You are viewing a plain text version of this content. The canonical link for it is here.
Posted to java-user@lucene.apache.org by João Rodrigues <an...@gmail.com> on 2008/04/29 19:48:45 UTC

Removing duplicate entries

Hello all. Before I ask my question, I'd like to clarify I've read the
manual and searched the archives, and if I'm here, it is because I've
neither found a suitable answer, or (most likely) I didn't understand those
which I did find :)

I have an index built, which I update regularly. However, there may be some
entries, at the time of the update, which are already in the index.

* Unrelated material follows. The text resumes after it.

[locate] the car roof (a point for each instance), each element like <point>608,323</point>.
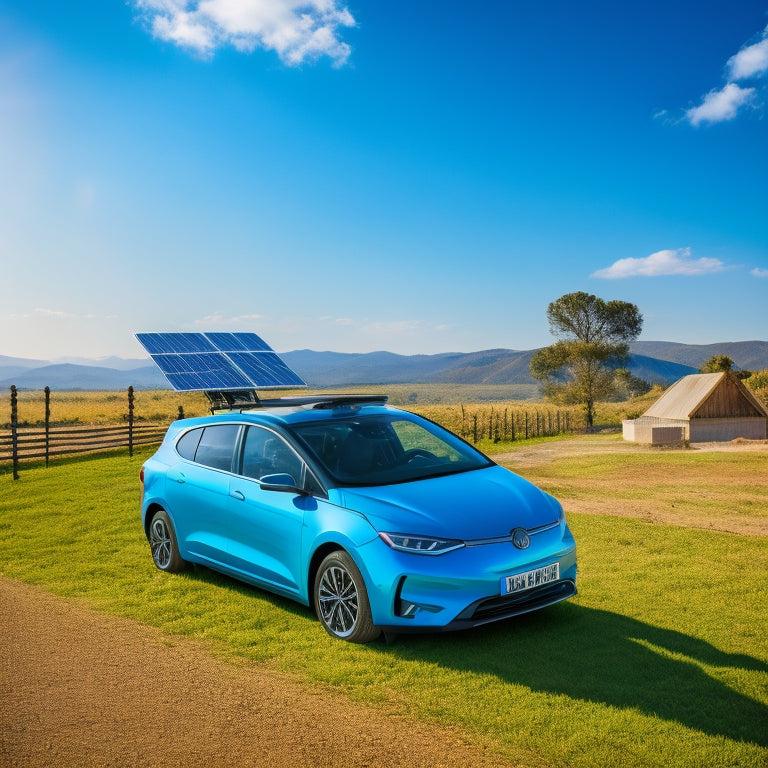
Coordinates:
<point>298,409</point>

As such,
I'd like to remove such entries. I've read about some IndexReader.termEnum
stuff, but I can't make anything of it =\ I can (and will) rebuild my index,
so I'm looking at a "runtime" approach.

Here's what I'd like to do: I'm indexing the new documents to a RAM Index.
Then, I merge it with the FS one, already on the hard drive and containing
all the old documents. Is there a way to check if a given document is in the
index, and if it is, replace it with this new one? I know (or at least think
I know) how to do this "replacement", but it's the comparison I'm failing to
grasp.


Thanks for any answers :)

-- 
João Rodrigues

Re: Removing duplicate entries

Posted by João Rodrigues <an...@gmail.com>.
>Probably something very like that, although you see none of that. Just
>doing a deleteDocument(term) does it all for you. And I learned long ago
>that the folks who write this kind of stuff can probably do it more
>efficiently
>than I can <G>.

And probably more efficiently that I can as well :) Thanks for the tip.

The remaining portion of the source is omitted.